Something wrong wae you. What the f are you searching the internet for when you find shite like that.


----------



## alcam (Jan 16, 2022)

Wully said:


> Something wrong wae you. What the f are you searching the internet for when you find shite like that.


Yes the *shaft *of light is , indeed , an interesting shape


----------



## izwozral (Jan 16, 2022)

Wully said:


> Something wrong wae you. What the f are you searching the internet for when you find shite like that.


Lights, torches...............honest.


----------



## mariesnowgoose (Jan 16, 2022)

I don't even get the joke.
Probably my eyesight getting worse 

Or (more likely), I just find it impossible to imagine what strange thoughts must go round in Ral's bonce!


----------



## Dezi (Jan 17, 2022)

I think young lady that like Wully you are failing to grasp the subtle meaning of
the  conceptual art contex through nature on display here. 
The tree trunk is obviously  an early depiction of Homo erectus  "upright man" .  

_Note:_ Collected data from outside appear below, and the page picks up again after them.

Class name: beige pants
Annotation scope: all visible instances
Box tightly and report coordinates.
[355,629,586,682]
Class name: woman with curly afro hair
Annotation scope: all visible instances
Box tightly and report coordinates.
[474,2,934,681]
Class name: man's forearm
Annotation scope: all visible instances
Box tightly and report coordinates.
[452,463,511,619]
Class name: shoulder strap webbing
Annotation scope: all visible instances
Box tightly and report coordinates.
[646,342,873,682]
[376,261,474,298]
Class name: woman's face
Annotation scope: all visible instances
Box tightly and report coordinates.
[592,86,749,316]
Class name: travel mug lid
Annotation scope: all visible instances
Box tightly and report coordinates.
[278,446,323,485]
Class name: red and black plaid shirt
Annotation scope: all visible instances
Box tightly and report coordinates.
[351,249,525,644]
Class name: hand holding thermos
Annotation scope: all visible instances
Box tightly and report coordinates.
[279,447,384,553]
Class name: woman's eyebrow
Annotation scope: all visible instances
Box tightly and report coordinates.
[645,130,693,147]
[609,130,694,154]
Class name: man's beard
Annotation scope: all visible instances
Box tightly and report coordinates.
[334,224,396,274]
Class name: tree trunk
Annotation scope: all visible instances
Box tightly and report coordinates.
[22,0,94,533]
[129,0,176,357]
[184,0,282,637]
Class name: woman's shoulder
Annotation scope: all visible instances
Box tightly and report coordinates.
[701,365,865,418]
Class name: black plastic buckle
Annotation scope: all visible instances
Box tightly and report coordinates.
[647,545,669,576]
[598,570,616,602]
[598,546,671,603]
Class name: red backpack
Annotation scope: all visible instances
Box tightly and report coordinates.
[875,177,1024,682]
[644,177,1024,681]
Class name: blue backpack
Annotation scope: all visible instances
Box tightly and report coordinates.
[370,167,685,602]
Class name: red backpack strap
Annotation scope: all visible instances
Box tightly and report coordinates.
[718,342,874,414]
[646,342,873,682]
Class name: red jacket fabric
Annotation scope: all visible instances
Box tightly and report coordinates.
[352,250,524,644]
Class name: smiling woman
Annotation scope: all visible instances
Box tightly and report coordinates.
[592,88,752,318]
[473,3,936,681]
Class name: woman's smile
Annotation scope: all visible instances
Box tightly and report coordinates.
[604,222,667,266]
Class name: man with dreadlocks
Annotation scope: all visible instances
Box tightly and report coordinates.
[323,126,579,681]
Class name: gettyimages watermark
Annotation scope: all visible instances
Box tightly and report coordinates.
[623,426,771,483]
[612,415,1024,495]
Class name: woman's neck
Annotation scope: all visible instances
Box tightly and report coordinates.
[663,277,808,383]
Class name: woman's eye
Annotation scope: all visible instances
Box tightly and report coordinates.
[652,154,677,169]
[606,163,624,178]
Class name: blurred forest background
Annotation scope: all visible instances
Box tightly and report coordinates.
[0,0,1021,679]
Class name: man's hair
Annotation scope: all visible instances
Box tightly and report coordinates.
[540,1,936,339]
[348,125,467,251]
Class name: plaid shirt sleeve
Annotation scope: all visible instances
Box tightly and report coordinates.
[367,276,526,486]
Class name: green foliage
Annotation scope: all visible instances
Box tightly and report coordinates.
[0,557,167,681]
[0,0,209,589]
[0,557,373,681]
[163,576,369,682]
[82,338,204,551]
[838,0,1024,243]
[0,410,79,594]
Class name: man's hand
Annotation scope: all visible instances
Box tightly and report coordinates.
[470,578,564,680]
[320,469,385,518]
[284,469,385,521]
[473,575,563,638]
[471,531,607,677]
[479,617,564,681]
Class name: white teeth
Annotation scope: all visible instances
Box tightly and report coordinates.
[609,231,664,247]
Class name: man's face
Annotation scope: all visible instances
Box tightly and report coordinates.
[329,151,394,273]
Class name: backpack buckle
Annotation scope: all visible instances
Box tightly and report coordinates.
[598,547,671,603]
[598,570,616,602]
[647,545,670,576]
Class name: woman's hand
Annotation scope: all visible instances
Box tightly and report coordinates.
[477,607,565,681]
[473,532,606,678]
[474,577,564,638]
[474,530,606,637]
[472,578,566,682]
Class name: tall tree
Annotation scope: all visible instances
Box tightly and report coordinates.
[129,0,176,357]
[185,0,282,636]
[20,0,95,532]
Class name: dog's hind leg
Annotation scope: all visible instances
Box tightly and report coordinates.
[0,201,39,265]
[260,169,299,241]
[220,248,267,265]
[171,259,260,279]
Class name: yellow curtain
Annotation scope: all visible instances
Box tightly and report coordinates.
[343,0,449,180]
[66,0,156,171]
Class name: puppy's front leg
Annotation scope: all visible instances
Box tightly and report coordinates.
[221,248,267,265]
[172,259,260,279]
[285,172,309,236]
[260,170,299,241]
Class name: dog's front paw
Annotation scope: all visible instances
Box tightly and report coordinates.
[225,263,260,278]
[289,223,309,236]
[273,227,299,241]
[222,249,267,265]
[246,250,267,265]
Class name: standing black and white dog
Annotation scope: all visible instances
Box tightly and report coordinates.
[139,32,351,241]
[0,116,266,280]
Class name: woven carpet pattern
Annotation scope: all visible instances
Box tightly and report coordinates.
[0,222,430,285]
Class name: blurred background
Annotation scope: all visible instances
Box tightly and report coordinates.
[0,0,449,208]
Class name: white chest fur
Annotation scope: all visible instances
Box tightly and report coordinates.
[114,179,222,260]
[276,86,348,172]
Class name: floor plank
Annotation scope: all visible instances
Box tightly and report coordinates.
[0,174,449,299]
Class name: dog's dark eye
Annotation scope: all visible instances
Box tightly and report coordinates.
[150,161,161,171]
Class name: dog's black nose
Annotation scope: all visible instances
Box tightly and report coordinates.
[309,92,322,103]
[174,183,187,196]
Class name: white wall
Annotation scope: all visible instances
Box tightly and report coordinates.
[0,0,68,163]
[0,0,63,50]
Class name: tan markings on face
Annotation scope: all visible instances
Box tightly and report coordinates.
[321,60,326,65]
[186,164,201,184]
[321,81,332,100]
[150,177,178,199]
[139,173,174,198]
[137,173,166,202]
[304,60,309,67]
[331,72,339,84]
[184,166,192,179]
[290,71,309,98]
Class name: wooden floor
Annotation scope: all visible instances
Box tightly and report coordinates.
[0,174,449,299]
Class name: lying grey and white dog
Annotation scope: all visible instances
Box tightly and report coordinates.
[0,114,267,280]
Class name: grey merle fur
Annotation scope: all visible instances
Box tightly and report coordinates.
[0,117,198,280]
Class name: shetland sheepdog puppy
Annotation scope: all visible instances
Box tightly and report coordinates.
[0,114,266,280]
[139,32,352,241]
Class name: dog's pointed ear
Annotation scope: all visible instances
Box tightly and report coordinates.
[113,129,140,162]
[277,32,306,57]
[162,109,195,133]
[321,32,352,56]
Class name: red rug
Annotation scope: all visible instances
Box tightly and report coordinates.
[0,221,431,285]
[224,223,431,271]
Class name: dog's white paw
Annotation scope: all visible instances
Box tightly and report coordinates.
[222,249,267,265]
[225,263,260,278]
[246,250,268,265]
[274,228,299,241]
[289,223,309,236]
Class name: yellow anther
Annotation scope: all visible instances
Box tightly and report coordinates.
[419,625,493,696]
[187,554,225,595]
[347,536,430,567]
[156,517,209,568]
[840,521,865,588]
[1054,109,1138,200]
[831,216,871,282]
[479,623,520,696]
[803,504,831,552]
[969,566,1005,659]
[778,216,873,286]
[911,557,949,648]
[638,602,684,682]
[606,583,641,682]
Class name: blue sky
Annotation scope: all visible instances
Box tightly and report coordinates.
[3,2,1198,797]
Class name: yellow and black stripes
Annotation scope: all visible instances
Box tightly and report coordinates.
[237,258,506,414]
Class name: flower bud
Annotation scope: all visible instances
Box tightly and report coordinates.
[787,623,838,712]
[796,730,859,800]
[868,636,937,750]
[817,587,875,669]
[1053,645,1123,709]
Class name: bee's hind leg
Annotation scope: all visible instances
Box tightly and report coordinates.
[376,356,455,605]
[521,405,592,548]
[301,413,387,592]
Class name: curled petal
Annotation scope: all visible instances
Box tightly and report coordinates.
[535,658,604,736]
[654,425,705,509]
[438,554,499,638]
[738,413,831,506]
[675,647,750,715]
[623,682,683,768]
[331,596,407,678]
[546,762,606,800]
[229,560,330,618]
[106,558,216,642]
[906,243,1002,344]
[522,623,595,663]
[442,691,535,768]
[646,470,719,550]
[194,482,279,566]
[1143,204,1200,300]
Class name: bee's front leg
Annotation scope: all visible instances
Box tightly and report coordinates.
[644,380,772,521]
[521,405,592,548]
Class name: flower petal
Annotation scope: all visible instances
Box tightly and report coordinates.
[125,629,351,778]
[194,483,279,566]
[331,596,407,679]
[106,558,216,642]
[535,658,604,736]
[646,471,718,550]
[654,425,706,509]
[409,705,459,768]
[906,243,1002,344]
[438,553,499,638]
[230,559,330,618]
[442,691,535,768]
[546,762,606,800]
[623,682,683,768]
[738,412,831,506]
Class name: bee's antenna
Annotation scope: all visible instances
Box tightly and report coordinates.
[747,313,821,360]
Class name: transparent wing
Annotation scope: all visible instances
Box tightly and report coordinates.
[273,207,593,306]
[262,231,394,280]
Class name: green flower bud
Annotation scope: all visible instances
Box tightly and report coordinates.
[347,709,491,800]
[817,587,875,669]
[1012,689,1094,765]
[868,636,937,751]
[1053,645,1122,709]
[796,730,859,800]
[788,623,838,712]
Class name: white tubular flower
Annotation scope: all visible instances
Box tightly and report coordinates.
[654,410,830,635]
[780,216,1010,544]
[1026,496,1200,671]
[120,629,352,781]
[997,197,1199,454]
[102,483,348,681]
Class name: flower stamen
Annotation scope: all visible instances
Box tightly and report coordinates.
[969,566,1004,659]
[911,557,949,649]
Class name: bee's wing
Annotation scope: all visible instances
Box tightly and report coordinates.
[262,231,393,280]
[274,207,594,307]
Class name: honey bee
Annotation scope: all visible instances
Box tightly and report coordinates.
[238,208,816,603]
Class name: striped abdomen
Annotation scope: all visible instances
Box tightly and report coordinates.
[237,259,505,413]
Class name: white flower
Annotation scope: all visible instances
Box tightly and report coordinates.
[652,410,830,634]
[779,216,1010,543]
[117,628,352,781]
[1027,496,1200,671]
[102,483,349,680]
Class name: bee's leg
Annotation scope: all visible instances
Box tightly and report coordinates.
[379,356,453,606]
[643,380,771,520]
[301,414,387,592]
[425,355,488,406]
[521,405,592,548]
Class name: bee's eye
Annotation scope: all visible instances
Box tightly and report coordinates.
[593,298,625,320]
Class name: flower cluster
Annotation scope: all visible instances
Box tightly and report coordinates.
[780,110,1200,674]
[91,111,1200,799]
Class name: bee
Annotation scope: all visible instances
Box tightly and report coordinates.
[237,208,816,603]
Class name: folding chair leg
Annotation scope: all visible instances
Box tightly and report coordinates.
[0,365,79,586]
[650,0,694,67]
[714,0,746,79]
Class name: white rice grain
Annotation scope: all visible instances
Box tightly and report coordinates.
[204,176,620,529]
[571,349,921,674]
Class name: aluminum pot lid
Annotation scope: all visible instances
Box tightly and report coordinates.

On the other hand  Izwozrel could just be a weirdo and its bo**ocks.

Dezi


----------



## trevskoda (Jan 17, 2022)

Is the light entering the tunnel of love.


----------



## mariesnowgoose (Jan 17, 2022)

Ral, you have definitely got a willy obsession!


----------



## mariesnowgoose (Jan 17, 2022)

Furthermore, why have you posted this in the Motorhome European / International Travel Section?    

Were you perhaps 'distracted' at the time and lost concentration? 
​


----------



## izwozral (Jan 17, 2022)

mariesnowgoose said:


> Ral, you have definitely got a willy obsession!
> 
> View attachment 105156


Well, I wouldn't want to be without one!


----------



## izwozral (Jan 17, 2022)

mariesnowgoose said:


> Furthermore, why have you posted this in the Motorhome European / International Travel Section?
> 
> Were you perhaps 'distracted' at the time and lost concentration?
> ​


I think the pic may have been taken in NZ. 

That's my excuse and I'm sticking with it!


----------